Le principe de sélection appliqué à cette race depuis toujours selon un seul critère, l'aptitude au travail sur troupeau, en a fait ce qu'il est aujourd'hui : un chien de travail, beau et qui peut être polyvalent. On a vu ce que pouvait donner une sélection axée sur des détails non pertinents ou dispersée dans plusieurs directions.

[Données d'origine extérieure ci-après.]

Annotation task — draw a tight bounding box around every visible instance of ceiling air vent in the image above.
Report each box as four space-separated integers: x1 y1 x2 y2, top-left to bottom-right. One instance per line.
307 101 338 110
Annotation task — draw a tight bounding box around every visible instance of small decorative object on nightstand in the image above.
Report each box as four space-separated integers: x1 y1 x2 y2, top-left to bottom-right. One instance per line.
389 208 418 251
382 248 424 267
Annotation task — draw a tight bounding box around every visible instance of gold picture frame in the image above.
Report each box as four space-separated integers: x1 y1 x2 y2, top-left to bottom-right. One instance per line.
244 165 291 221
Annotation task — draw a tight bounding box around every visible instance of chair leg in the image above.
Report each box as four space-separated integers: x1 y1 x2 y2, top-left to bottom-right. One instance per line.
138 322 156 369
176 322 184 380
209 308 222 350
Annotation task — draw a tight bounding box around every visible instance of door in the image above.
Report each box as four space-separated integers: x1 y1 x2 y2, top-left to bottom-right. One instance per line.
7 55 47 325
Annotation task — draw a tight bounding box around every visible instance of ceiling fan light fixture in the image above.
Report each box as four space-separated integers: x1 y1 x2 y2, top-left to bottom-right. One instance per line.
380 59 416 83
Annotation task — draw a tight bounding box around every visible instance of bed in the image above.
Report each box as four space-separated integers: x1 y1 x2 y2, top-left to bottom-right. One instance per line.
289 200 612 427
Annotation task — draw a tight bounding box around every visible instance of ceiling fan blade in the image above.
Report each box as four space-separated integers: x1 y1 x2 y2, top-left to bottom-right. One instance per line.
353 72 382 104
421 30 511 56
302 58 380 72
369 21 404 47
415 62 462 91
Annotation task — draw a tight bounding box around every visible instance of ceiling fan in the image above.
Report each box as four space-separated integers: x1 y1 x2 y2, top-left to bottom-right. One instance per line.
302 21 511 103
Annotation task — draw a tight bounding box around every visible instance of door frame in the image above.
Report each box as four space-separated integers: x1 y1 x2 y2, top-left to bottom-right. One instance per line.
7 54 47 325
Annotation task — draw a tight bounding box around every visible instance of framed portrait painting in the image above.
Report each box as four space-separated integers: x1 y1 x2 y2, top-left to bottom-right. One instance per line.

Qui trop embrasse mal étreint... En quelques années, des races ont vu disparaître complètement leurs instincts pour n'en garder que des traces inexploitables, sans compter diverses tares. Il n'est peut-être pas si souhaitable, comme on le croit en GrandeBretagne, de se donner la polyvalence comme objectif. En France, la confirmation, basée sur un test de travail, doit rester ce qu'elle est, mais ce n'est là qu'un aspect d'une sélection saine. Le dépistage des maladies congénitales doit être entrepris très sérieusement et l'inscription à titre initial doit être ramenée à des proportions plus raisonnables.

Le Border Collie est à un tournant de son histoire. Il est parfaitement vain de continuer à ignorer les utilisations de cette race dans d'autres disciplines ou dans certains "sport" tout en vendant d'un air dégouté des chiots à leurs adeptes. Il faudra tôt ou tard accorder un statut à ces autres Borders Collie.

Le modèle britannique avec ses trois registres séparés prévaudra-t-il?
Quel meilleur exemple que celui du pays d' origine de cette race pourrions-nous trouver, qui garantit aux souches bergères leur maintien, aux autres leur reconnaissance grâce à une totale indépendance?